The notorious RBG replacement process

I’m going to step away from the Delaware election for an evening and let you know what I think about all this.

We knew it had to happen someday – after all, during the spring there were the rumors floating around that she had already died – but last Friday Supreme Court Justice Ruth Bader Ginsburg set off to meet her Maker at the age of 87. There’s no question she lived a long life full of accomplishment, but the one thing she apparently failed at was her gamble that she would outlive the term of a Republican president. Thus, the sky fell in on the Left just in time for a glorious late-summer weekend.

I’m not even sure the body had assumed room temperature before the “Biden Rule” caterwauling began. “You can’t select a nominee before the election!” they sputtered. “It would violate Justice Ginsburg’s final wish!” Obviously this hearsay superseded her previous on-the-record statement that a president’s term is four years, not three years and nine months.

Even if not, however, the Constitution dictates that the President in office select a nominee, a person who is appointed with the advice and consent of the Senate. And this is where the comparisons to the 2016 replacement of the late Justice Antonin Scalia fall apart. For the Senate did give advice that year to President Obama – you can send anyone you want who shares your judicial temperament, but we will not consent. To turn a phrase, “we won.” Merrick Garland may have been a moderately left-wing judge compared to others nominated by Obama, but the Senate was not looking for moderate and they held the cards.

So now we have all sorts of vows from the Left should Trump nominate a conservative on his way out the door – they’ll be stacking the Supreme Court, adding the District of Columbia and Puerto Rico as states, ending the filibuster and the Electoral College – and that’s just for starters. (And this doesn’t count the implied threat of more civil unrest Democrats have made.)

It’s that threat I want to address. Let’s say Kamala Harris wins the election. (And yes, I know Joe Biden is on the ballot but the over/under for his time in office with me is six months.) Knowing that President Trump and Mitch McConnell worked exceptionally hard over the last four years trying to overcome eight years of highly political Obama judicial appointees – with enough success that they got to select 1/3 of the Supreme Court and enough appellate judges to tip the balance in some districts to the conservative side – is it outside the realm of possibility that the organizers of the rioting may become leaders of assassination teams bent on picking off Trump appointees to open judicial seats that they believe our impeached but not convicted 45th President “stole?”
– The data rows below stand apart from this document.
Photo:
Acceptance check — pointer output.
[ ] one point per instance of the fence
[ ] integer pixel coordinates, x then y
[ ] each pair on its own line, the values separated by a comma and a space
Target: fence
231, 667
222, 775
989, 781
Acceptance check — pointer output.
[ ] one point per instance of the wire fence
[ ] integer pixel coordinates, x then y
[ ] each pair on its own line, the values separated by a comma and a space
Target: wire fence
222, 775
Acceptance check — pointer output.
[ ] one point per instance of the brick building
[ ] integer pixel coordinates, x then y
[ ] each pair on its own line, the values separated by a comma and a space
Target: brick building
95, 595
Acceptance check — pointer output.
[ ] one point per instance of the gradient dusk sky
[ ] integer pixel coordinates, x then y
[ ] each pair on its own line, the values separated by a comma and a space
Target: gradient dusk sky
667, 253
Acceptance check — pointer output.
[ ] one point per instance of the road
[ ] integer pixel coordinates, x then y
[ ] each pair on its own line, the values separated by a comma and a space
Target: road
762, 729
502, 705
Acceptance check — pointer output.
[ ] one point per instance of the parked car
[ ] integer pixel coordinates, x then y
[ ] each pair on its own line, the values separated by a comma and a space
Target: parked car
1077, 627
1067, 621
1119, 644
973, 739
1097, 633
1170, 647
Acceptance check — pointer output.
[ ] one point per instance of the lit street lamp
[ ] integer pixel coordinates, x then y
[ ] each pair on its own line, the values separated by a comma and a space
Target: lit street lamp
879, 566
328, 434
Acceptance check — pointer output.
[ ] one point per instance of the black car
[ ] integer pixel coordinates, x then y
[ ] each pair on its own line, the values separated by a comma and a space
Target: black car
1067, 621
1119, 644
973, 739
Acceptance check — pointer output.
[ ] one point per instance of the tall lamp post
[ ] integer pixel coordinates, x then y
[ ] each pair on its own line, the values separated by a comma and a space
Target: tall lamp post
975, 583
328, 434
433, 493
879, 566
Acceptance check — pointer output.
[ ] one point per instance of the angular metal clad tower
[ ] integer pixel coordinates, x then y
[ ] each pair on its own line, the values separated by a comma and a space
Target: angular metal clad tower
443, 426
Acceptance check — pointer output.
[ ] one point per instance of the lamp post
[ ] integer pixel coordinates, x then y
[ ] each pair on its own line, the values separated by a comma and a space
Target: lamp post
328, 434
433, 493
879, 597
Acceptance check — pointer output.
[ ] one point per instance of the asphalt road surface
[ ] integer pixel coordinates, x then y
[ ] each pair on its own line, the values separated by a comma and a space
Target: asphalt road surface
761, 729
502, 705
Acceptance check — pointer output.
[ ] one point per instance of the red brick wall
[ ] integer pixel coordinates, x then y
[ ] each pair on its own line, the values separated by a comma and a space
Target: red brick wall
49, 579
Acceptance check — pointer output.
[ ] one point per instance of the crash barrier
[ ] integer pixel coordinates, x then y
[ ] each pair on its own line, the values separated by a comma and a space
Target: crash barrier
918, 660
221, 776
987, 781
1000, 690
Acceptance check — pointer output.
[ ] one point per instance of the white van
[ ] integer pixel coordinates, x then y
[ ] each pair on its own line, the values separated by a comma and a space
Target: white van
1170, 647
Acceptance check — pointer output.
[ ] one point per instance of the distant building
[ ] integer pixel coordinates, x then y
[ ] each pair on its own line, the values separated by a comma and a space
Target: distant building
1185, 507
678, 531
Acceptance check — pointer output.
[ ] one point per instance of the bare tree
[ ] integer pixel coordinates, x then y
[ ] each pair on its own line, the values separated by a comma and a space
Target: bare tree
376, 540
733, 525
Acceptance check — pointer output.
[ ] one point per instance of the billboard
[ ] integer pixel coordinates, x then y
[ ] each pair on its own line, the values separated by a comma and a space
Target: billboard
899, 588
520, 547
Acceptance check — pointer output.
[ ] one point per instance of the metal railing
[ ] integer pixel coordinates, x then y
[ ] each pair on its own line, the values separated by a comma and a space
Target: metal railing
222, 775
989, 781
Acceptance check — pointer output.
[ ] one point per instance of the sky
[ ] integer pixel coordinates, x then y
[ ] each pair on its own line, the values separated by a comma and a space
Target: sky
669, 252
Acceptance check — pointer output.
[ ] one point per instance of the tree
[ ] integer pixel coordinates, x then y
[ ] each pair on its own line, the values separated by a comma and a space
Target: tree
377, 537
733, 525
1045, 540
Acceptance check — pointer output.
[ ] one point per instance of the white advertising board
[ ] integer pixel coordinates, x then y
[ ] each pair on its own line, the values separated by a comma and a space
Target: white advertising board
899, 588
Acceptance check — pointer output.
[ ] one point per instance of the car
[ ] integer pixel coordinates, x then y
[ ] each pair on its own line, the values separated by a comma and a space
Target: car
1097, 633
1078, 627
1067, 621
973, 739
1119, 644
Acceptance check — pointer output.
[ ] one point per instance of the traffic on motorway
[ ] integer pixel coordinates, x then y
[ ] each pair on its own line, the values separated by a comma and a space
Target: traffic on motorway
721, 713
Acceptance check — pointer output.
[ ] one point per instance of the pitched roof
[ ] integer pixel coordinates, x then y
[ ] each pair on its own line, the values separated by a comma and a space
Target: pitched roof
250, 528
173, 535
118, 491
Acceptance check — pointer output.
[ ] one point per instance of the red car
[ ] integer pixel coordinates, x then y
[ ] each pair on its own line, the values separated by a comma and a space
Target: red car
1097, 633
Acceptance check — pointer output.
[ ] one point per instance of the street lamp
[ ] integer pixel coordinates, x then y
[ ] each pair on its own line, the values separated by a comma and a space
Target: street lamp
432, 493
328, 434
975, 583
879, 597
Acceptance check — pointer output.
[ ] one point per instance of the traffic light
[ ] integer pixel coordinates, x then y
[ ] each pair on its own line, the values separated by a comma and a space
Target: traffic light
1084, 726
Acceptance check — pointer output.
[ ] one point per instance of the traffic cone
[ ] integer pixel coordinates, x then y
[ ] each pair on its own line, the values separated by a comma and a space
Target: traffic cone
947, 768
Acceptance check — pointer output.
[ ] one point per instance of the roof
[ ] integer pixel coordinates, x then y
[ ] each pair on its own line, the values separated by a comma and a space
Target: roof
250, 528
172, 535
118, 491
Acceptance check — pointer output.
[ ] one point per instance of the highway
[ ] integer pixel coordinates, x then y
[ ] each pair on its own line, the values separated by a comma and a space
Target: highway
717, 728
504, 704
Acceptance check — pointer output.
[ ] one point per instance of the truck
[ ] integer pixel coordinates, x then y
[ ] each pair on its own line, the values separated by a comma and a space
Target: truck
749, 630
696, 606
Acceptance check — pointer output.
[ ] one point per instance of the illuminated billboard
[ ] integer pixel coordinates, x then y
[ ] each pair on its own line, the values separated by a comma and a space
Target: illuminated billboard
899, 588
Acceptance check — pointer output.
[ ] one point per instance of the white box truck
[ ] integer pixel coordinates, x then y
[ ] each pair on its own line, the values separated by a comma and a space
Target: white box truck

I don’t come to this conclusion lightly. In his column today, The Patriot Post‘s Mark Alexander quoted AOC, who said, “We all need to be more courageous and we all must act in unprecedented ways to make sure that our rights are stabilized. And to Mitch McConnell, we need to tell him that he is playing with fire.” To me, those “unprecedented ways” sound like a serious violent intent.

I am certain these judges already have extra protection, but an attack over the summer on the family of a federal judge pointed out the risks. And while the story writer bent over backwards to blame President Trump and “right-wing news” for these threats, it’s not right-wingers who are rioting, disrupting restaurant goers at dinner, or murdering Trump supporters. It’s not a long step to go from “defund the police” to “overturn the judicial system.”

And even if all elements of the RBG story remained the same except for the date being January 21, 2021 I believe the Left would have reacted the same way, screaming that RBG’s legacy was such that no conservative judge could follow her despite the fact Trump was re-elected with a GOP Senate majority still in place. The TDS is strong with these people and like spoiled children they don’t react well when they are told “no.” Add to that the lack of respect for life and you have the ingredients for what I’m describing.

You know, I really hate to think the worst of people but in my 56 years on this planet those suspicions have come to pass more than I would have liked. So I fervently pray I’m wrong but figure it’s an eventuality for which we may need to prepare.